I've always used HP=PQ/1714 for theoretical, PQ/1500 for realistic, P in psi, Q in GPM

but then I'm a hydraulic power guy.
 

Ingenieur

Senior Member
Location
Earth
I've always used HP=PQ/1714 for theoretical, PQ/1500 for realistic, P in psi, Q in GPM

but then I'm a hydraulic power guy.

basically the same
33000 / 2.31 psi/ft hd / 8.34 lb/gal =1714
the 1500 assumes an eff of ~0.88

33000 = 60 sec/min x 550 ft-lb/sec per hp

P = (4000 x 4) /(1500) = 10.7 hp
 

GeorgeB

ElectroHydraulics engineer (retired)
Location
Greenville SC
Occupation
Retired
basically the same
33000 / 2.31 psi/ft hd / 8.34 lb/gal =1714

Now you've piqued my curiosity ... I've never been concerned with s.g. of the fluid, whether typical petroleum at 0.88 or so, or water-glycol at around 1.05 or synthetic esters at around 1.15. But the psi/ft hd would vary linearly with s.g. so that would drop out ...

It's been too long to balance units in my head, some work to do.

THANKS!
 

Ingenieur

Senior Member
Location
Earth
The density of the fluid doesn't matter. Power's just pressure x volume flowrate. (in a consistent set of units)

HP = HD (ft) x Q (Gal/Min) x 8.34 (lb/gal) / (60 (sec/min) x 550 (ft-lb/sec per HP) x eff)
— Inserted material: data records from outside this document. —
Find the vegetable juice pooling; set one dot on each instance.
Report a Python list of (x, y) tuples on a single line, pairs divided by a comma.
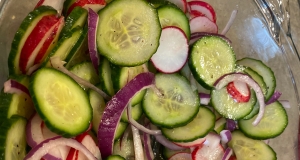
[(129, 36)]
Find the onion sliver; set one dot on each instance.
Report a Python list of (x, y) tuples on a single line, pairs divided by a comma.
[(59, 65), (12, 86), (224, 80), (137, 143), (115, 107), (42, 149), (92, 25)]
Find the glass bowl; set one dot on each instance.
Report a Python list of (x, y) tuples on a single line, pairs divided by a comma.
[(266, 30)]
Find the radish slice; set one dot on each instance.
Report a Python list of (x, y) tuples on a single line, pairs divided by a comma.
[(172, 52), (92, 25), (115, 107), (194, 143), (181, 156), (204, 8), (42, 149), (59, 65), (203, 24), (12, 86), (224, 80), (208, 152), (182, 4)]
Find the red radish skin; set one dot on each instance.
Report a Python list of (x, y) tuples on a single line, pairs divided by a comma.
[(204, 8), (35, 37), (203, 24), (82, 3), (172, 53), (182, 4), (49, 43), (181, 156), (237, 94)]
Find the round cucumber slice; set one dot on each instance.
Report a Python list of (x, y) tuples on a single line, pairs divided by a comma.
[(176, 105), (60, 102), (211, 57), (246, 148), (201, 125), (271, 125), (228, 107), (128, 35)]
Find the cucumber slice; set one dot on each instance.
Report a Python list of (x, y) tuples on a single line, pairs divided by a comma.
[(272, 124), (22, 34), (12, 139), (105, 77), (115, 157), (176, 104), (68, 46), (136, 113), (211, 57), (246, 148), (98, 105), (60, 102), (228, 107), (128, 35), (16, 104), (77, 17), (86, 71), (170, 15), (263, 70), (201, 125), (122, 75), (258, 79)]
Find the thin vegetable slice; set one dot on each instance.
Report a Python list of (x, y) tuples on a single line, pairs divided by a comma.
[(115, 107)]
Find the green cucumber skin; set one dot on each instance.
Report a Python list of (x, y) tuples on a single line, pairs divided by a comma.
[(26, 23), (237, 134), (44, 116), (169, 10), (74, 16), (5, 129), (194, 68), (261, 136), (106, 83), (197, 101), (270, 89)]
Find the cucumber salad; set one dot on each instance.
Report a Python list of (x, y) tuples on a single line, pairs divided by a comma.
[(134, 79)]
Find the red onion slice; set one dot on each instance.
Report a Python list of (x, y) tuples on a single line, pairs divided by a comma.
[(137, 143), (92, 25), (12, 86), (224, 80), (42, 149), (274, 97), (227, 154), (115, 108), (147, 147), (225, 136), (59, 65)]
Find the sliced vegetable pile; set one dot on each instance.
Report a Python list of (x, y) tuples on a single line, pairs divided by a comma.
[(134, 79)]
the 8.34 lb/gal is the 'density' of water
so density does have an effect
if a gal of the material weighs 10 lb/gal the power goes up for a given HD and flow
makes sense, since you are lifting more weight up the HD height
???
 

GoldDigger

Moderator
Staff member
Location
Placerville, CA, USA
Occupation
Retired PV System Designer
HP = HD (ft) x Q (Gal/Min) x 8.34 (lb/gal) / (60 (sec/min) x 550 (ft-lb/sec per HP) x eff)

the 8.34 lb/gal is the 'density' of water
so density does have an effect
if a gal of the material weighs 10 lb/gal the power goes up for a given HD and flow
makes sense, since you are lifting more weight up the HD height
???
The two formulations come out the same if the only pressure in the system is the static head pressure (due to gravity)
If you are working against a system pressure from other than gravity head you have to use the pressure times volume flow rate form.